In this tutorial we will learn about linear regression, which are
regression models in which the function \(f()\) is a linear combination of variables.
More precisely:
\(Y = a + b_1 X_1 + b_2 X_2 + b_3 X_3 ... +
\epsilon\)
- \(Y\) is called the dependent
variable
- \(X_1\), \(X_2\), \(X_3\), etc are called independent
variables
- \(a\) is the intercept, which
measures the expected value of \(Y\)
that does not depend on the dependent variables
- \(b_1\), \(b_2\), \(b_3\), etc are called the slopes or the
coefficients of the independent variables. They measure how much \(Y\) grows with the corresponding variable.
These coefficients are measure in the units of \(Y\) divided by the units of \(X\)

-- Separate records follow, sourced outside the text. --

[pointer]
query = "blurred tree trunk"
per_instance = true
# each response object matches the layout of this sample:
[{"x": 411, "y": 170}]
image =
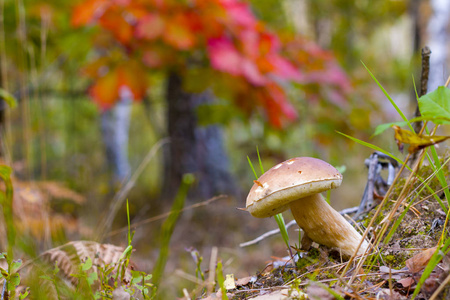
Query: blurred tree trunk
[
  {"x": 438, "y": 37},
  {"x": 115, "y": 124},
  {"x": 193, "y": 149}
]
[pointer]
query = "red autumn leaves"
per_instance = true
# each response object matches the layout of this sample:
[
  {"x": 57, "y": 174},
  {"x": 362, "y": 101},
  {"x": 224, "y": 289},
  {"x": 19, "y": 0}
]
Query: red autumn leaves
[{"x": 168, "y": 34}]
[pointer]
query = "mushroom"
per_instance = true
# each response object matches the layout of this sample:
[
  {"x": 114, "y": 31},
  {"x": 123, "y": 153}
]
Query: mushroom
[{"x": 297, "y": 184}]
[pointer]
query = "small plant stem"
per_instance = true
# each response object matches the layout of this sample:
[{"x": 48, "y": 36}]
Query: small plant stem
[
  {"x": 371, "y": 247},
  {"x": 168, "y": 227}
]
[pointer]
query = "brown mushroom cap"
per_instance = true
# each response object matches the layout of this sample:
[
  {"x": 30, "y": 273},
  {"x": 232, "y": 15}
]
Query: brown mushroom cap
[{"x": 288, "y": 181}]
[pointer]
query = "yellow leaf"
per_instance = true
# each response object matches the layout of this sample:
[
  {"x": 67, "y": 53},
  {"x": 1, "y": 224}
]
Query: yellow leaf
[{"x": 416, "y": 141}]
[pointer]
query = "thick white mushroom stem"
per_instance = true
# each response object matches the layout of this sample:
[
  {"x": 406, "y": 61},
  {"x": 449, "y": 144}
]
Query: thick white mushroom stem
[{"x": 325, "y": 226}]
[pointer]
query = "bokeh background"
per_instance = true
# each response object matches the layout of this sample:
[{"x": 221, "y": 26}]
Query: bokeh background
[{"x": 118, "y": 99}]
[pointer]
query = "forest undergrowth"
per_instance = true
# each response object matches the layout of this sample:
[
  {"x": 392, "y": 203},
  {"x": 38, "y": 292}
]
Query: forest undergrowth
[{"x": 406, "y": 223}]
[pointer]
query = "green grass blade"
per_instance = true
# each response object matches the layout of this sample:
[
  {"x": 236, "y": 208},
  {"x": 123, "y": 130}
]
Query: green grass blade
[
  {"x": 376, "y": 148},
  {"x": 251, "y": 166},
  {"x": 169, "y": 225},
  {"x": 435, "y": 259},
  {"x": 260, "y": 162},
  {"x": 282, "y": 225}
]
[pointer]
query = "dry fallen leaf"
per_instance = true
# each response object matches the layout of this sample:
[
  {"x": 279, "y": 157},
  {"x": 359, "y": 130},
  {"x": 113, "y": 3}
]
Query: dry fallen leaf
[
  {"x": 416, "y": 141},
  {"x": 229, "y": 282}
]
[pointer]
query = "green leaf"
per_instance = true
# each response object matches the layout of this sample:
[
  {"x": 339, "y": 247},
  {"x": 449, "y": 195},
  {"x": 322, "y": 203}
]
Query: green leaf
[
  {"x": 4, "y": 273},
  {"x": 24, "y": 294},
  {"x": 436, "y": 105},
  {"x": 376, "y": 148},
  {"x": 389, "y": 97},
  {"x": 5, "y": 172},
  {"x": 15, "y": 265},
  {"x": 251, "y": 166},
  {"x": 87, "y": 264},
  {"x": 8, "y": 97},
  {"x": 92, "y": 278},
  {"x": 383, "y": 127},
  {"x": 14, "y": 280}
]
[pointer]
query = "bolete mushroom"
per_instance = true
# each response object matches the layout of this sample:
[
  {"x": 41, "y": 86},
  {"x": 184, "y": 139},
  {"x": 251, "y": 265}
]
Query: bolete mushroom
[{"x": 297, "y": 184}]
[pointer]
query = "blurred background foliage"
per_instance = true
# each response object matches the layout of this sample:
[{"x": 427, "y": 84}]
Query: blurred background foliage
[{"x": 54, "y": 134}]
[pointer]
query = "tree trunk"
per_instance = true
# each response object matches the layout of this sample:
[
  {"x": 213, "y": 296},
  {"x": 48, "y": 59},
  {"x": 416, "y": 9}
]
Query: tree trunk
[
  {"x": 115, "y": 124},
  {"x": 438, "y": 35},
  {"x": 193, "y": 149}
]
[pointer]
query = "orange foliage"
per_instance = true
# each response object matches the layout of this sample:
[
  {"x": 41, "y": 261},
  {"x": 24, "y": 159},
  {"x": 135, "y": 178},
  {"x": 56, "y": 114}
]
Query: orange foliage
[{"x": 171, "y": 34}]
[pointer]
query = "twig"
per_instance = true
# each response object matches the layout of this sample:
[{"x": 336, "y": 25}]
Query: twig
[
  {"x": 4, "y": 289},
  {"x": 212, "y": 269},
  {"x": 121, "y": 195},
  {"x": 265, "y": 235},
  {"x": 440, "y": 288},
  {"x": 164, "y": 215},
  {"x": 345, "y": 211}
]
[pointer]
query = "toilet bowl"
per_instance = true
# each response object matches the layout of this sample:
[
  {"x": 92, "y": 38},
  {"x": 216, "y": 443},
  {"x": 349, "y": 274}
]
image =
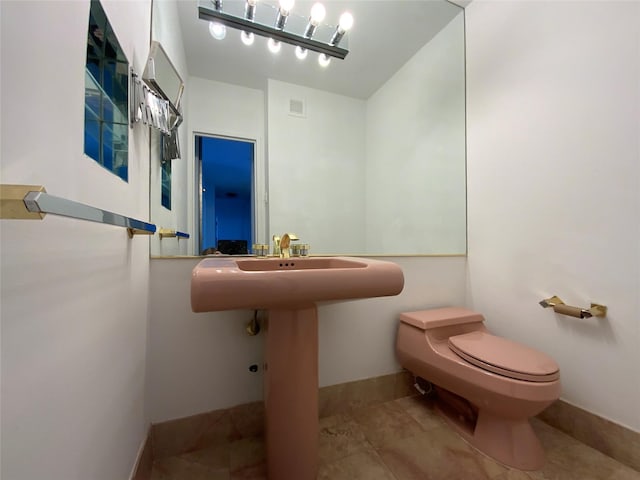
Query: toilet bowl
[{"x": 487, "y": 386}]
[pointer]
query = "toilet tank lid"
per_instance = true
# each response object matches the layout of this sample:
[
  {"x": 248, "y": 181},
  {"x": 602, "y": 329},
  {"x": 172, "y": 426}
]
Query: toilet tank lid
[{"x": 440, "y": 317}]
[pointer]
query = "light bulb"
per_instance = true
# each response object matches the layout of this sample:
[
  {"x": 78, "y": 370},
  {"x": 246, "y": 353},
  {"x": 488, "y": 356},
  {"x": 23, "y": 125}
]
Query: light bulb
[
  {"x": 274, "y": 46},
  {"x": 301, "y": 53},
  {"x": 318, "y": 13},
  {"x": 217, "y": 30},
  {"x": 286, "y": 5},
  {"x": 247, "y": 38},
  {"x": 324, "y": 60},
  {"x": 346, "y": 22}
]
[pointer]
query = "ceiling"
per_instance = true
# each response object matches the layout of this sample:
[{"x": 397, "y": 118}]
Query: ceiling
[{"x": 386, "y": 33}]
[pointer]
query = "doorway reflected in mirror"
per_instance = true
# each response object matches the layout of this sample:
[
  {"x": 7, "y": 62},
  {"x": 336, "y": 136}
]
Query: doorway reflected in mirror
[{"x": 226, "y": 193}]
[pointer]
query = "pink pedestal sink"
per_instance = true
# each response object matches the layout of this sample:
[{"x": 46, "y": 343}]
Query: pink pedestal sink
[{"x": 289, "y": 288}]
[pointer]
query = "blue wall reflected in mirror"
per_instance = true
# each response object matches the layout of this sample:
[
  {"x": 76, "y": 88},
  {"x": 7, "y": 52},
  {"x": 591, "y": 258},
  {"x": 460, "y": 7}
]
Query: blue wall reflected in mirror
[{"x": 226, "y": 205}]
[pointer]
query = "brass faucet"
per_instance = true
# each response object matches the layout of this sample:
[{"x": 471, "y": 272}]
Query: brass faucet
[{"x": 285, "y": 243}]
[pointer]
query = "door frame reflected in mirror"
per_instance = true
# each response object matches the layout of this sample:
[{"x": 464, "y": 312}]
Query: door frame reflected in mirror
[{"x": 226, "y": 172}]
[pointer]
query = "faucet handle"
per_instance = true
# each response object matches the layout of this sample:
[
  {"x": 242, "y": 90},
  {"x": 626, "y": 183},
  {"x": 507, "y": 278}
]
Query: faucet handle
[{"x": 276, "y": 245}]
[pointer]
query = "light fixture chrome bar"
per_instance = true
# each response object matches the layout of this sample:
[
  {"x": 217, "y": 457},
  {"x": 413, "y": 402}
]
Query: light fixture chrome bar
[
  {"x": 310, "y": 30},
  {"x": 281, "y": 20},
  {"x": 337, "y": 36},
  {"x": 41, "y": 202},
  {"x": 232, "y": 21}
]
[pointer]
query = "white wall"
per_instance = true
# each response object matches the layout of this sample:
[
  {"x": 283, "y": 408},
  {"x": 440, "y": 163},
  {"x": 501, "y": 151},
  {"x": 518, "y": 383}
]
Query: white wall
[
  {"x": 74, "y": 294},
  {"x": 199, "y": 361},
  {"x": 221, "y": 109},
  {"x": 317, "y": 168},
  {"x": 415, "y": 148},
  {"x": 166, "y": 29},
  {"x": 554, "y": 187}
]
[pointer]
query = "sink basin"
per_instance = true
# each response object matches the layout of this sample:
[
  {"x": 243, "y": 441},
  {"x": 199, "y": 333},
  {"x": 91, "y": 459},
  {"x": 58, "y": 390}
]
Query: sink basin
[
  {"x": 226, "y": 283},
  {"x": 289, "y": 288}
]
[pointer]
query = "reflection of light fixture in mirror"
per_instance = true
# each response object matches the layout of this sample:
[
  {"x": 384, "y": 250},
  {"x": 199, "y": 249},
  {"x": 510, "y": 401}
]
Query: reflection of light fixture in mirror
[
  {"x": 217, "y": 30},
  {"x": 250, "y": 10},
  {"x": 301, "y": 53},
  {"x": 249, "y": 21},
  {"x": 324, "y": 60},
  {"x": 283, "y": 13},
  {"x": 274, "y": 45},
  {"x": 247, "y": 38},
  {"x": 318, "y": 13},
  {"x": 346, "y": 22}
]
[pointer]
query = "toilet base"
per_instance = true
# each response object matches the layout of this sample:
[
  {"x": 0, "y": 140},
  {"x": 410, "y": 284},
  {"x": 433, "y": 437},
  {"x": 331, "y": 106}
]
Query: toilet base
[{"x": 511, "y": 442}]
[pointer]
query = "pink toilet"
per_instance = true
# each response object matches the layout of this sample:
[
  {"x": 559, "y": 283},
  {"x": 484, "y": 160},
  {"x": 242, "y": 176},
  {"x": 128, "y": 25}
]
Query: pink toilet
[{"x": 488, "y": 387}]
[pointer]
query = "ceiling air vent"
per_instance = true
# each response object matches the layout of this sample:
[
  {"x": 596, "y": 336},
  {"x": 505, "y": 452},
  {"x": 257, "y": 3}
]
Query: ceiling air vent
[{"x": 296, "y": 107}]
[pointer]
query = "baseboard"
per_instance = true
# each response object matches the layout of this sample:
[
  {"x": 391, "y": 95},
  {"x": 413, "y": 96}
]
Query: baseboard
[{"x": 615, "y": 441}]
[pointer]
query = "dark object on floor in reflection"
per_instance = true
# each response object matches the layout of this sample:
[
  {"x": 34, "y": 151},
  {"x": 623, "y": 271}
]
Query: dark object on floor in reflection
[{"x": 233, "y": 247}]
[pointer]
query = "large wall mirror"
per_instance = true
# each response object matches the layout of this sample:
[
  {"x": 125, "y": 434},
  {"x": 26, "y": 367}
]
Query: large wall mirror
[{"x": 363, "y": 157}]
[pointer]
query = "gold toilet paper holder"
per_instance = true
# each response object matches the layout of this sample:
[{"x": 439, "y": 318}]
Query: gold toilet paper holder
[{"x": 559, "y": 306}]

- \(\epsilon\) are the residuals, as
in the equation before
For example, when we studied how GDP per capita depended on the FOI,
we have a case where \(Y\) is GDP and
there is one independent variable \(X\), the FOI. Here you see a scatter plot
of GDP vs FOI with a line that shows a regression result:

Regression residuals
Residuals (\(\epsilon\)) are the
differences in between the empirical values \(Y_i\) and their fitted values \(\hat Y_i\). In the following plot you see
them for the case of GDP and FOI as vertical green lines:

Linear regression analyses might have some assumptions regarding
residuals. For example, the standard assumptions in many research
projects is that residuals have zero mean, are normally distributed with
some standard deviation (\(\epsilon \sim
N(0,\sigma)\)), and that are uncorrelated with both \(X\) and \(Y\). At the end of this tutorial you have
ways to inspect if these assumptions are met.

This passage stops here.